Let’s be clear. Not all of this is new. Persistent problems with the Electoral College itself are almost as old as the Republic. Since parties emerged, some states always mattered more than others because of the size of their electoral votes. In addition sectional and ethnic voting too often precluded truly national campaigns. The Electoral College has never been a really "good system," but until recently it has been a "good enough" system.
No longer!
In fact since about 1970, we have witnessed a slow, steady, almost invisible polarization of the electorate—exacerbated by decades of politicized congressional redistricting. This congressional redistricting , motivated mostly by both parties desire to accumulate "safe" seats, has produced a nation more divided along ideological and party lines that perhaps anytime in modern history.

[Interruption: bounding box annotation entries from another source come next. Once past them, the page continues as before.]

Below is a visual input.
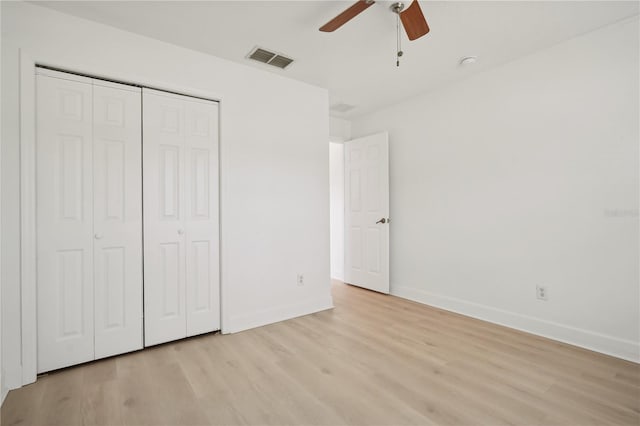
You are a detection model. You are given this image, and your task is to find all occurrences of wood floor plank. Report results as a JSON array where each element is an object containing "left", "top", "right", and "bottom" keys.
[{"left": 0, "top": 282, "right": 640, "bottom": 426}]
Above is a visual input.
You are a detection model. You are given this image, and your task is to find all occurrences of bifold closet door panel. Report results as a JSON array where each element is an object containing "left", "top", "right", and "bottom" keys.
[
  {"left": 36, "top": 75, "right": 94, "bottom": 373},
  {"left": 93, "top": 82, "right": 143, "bottom": 359},
  {"left": 142, "top": 89, "right": 187, "bottom": 346},
  {"left": 185, "top": 98, "right": 220, "bottom": 336}
]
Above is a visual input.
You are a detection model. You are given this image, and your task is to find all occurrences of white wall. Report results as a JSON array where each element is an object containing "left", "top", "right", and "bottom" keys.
[
  {"left": 0, "top": 0, "right": 7, "bottom": 407},
  {"left": 1, "top": 2, "right": 332, "bottom": 387},
  {"left": 329, "top": 117, "right": 351, "bottom": 142},
  {"left": 352, "top": 17, "right": 640, "bottom": 361},
  {"left": 329, "top": 142, "right": 344, "bottom": 281}
]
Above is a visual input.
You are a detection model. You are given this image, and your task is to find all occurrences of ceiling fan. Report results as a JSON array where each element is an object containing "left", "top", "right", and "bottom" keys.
[
  {"left": 320, "top": 0, "right": 429, "bottom": 66},
  {"left": 320, "top": 0, "right": 429, "bottom": 40}
]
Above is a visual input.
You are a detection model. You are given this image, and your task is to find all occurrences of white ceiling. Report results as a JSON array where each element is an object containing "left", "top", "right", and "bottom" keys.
[{"left": 35, "top": 0, "right": 639, "bottom": 118}]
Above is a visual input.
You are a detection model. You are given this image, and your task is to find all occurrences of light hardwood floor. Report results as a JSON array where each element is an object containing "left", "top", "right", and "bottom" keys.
[{"left": 2, "top": 283, "right": 640, "bottom": 426}]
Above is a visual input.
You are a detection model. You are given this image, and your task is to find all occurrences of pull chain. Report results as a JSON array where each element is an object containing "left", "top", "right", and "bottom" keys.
[{"left": 396, "top": 13, "right": 402, "bottom": 67}]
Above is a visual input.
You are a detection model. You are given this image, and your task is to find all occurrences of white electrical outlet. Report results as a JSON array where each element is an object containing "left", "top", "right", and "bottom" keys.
[{"left": 536, "top": 285, "right": 549, "bottom": 300}]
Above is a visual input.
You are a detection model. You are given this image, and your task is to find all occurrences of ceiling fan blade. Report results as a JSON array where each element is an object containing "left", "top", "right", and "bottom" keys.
[
  {"left": 320, "top": 0, "right": 375, "bottom": 33},
  {"left": 400, "top": 0, "right": 429, "bottom": 40}
]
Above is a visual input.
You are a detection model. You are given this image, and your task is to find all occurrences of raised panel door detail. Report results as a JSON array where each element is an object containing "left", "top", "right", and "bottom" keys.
[
  {"left": 57, "top": 250, "right": 85, "bottom": 341},
  {"left": 350, "top": 227, "right": 362, "bottom": 270},
  {"left": 58, "top": 89, "right": 86, "bottom": 121},
  {"left": 188, "top": 111, "right": 211, "bottom": 138},
  {"left": 102, "top": 247, "right": 127, "bottom": 329},
  {"left": 158, "top": 243, "right": 181, "bottom": 317},
  {"left": 366, "top": 166, "right": 380, "bottom": 213},
  {"left": 159, "top": 145, "right": 180, "bottom": 220},
  {"left": 191, "top": 149, "right": 210, "bottom": 220},
  {"left": 103, "top": 140, "right": 126, "bottom": 220},
  {"left": 103, "top": 97, "right": 125, "bottom": 127},
  {"left": 55, "top": 135, "right": 84, "bottom": 221},
  {"left": 348, "top": 170, "right": 362, "bottom": 212},
  {"left": 160, "top": 106, "right": 182, "bottom": 133},
  {"left": 367, "top": 227, "right": 381, "bottom": 275},
  {"left": 191, "top": 241, "right": 211, "bottom": 312}
]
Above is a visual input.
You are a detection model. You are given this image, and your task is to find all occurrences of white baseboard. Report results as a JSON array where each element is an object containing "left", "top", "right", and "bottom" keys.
[
  {"left": 225, "top": 297, "right": 333, "bottom": 333},
  {"left": 391, "top": 285, "right": 640, "bottom": 363}
]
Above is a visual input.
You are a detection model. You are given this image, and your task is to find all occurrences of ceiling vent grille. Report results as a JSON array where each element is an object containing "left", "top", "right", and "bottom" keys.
[
  {"left": 247, "top": 47, "right": 293, "bottom": 69},
  {"left": 331, "top": 103, "right": 355, "bottom": 113}
]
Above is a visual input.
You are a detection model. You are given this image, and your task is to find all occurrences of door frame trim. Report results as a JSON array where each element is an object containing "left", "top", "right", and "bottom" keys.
[{"left": 16, "top": 48, "right": 229, "bottom": 388}]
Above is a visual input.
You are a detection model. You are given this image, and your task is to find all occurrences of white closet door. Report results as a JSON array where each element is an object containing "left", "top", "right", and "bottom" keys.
[
  {"left": 36, "top": 71, "right": 94, "bottom": 373},
  {"left": 185, "top": 98, "right": 220, "bottom": 336},
  {"left": 143, "top": 89, "right": 220, "bottom": 346},
  {"left": 93, "top": 81, "right": 142, "bottom": 358},
  {"left": 142, "top": 89, "right": 187, "bottom": 346}
]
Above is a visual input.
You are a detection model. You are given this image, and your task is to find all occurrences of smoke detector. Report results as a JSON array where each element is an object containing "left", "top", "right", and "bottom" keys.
[{"left": 460, "top": 56, "right": 478, "bottom": 67}]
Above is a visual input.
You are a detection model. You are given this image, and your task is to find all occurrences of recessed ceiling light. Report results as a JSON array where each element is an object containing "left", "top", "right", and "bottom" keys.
[{"left": 460, "top": 56, "right": 478, "bottom": 66}]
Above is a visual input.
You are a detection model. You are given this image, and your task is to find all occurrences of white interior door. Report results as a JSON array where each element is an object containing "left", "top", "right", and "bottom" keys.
[
  {"left": 344, "top": 132, "right": 389, "bottom": 293},
  {"left": 36, "top": 71, "right": 94, "bottom": 373},
  {"left": 184, "top": 98, "right": 220, "bottom": 336},
  {"left": 142, "top": 89, "right": 187, "bottom": 346},
  {"left": 143, "top": 89, "right": 220, "bottom": 346},
  {"left": 93, "top": 80, "right": 142, "bottom": 358}
]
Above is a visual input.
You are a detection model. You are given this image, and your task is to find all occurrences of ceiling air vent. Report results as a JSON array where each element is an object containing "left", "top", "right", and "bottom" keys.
[
  {"left": 247, "top": 47, "right": 293, "bottom": 69},
  {"left": 331, "top": 103, "right": 355, "bottom": 112}
]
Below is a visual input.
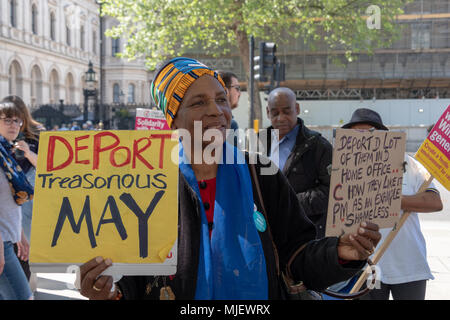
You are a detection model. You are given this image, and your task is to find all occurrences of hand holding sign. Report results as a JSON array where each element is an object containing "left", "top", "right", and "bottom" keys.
[
  {"left": 338, "top": 222, "right": 381, "bottom": 261},
  {"left": 80, "top": 257, "right": 117, "bottom": 300},
  {"left": 30, "top": 131, "right": 178, "bottom": 276}
]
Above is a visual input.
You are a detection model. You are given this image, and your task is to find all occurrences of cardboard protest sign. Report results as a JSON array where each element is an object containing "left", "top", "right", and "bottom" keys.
[
  {"left": 30, "top": 131, "right": 178, "bottom": 275},
  {"left": 415, "top": 105, "right": 450, "bottom": 190},
  {"left": 135, "top": 108, "right": 170, "bottom": 130},
  {"left": 326, "top": 129, "right": 406, "bottom": 236}
]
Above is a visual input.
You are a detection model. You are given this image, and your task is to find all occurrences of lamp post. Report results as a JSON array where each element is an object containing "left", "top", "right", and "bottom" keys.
[
  {"left": 95, "top": 0, "right": 105, "bottom": 128},
  {"left": 83, "top": 61, "right": 98, "bottom": 122}
]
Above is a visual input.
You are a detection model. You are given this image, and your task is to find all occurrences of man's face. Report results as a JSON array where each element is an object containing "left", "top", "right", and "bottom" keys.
[
  {"left": 349, "top": 123, "right": 375, "bottom": 131},
  {"left": 267, "top": 93, "right": 300, "bottom": 139},
  {"left": 228, "top": 77, "right": 241, "bottom": 109}
]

The result is a highly partisan, bitterly divisive, and deeply polarized electorate.
Today most states, big and small are safe for one party or the other before the election even begins. Consequently–and this is the critical problem–the real election is a contest for the five to 10 percent of the electorate not irreversibly divided among partisan or ideological lines.
The violence to democracy is only too clear. But even more important it prevents the election from becoming a serious national dialogue on the challenges that confront us. Instead, campaigns deteriorate into a series of local races that focus on parochial, even trivial matters of marginal importance to the nation itself.
Over the remaining days of the 2012 campaign, for example, residents of a half dozen or so "swing states " will see over and over again presidential campaign entourages crisscrossing their respective states while the vast proportion of the nation will nary see a campaign ad, let alone a candidate. Worse still, the ads seen will address issues that matter not nationally–but mainly in states like Nevada, Ohio, New Hampshire, Colorado, North Carolina, Virginia, Florida, Iowa and Wisconsin.
One consequence is that the day after the election, we will awake to find that the election has decided little. Our politicians will continue to pursue the same dysfunctional policies in the same dysfunctional way. And we will again realize that the nation has not moved forward to address its great problems. It hasn’t because presidential elections no longer address those compelling issues faced by the nation as a whole, pandering instead to a relatively small number of voters in a half dozen key states.
The failure of our presidential electoral system is not all bad news. The good news is that it is our flawed electoral system and not us that is inhibiting solution of our urgent problems. We really can solve the vexing economic political and social challenges that confront us.
What we lack is not a way to do it but the will to do it. And we lack that will, in substantial part, because our electoral system is failing us.
What we do about that failure may be the single most important challenge we face today. The electoral system is fixable–but unless we do fix it, our other problems will only worsen—and until we do fix it we are going to have difficulty fixing much else.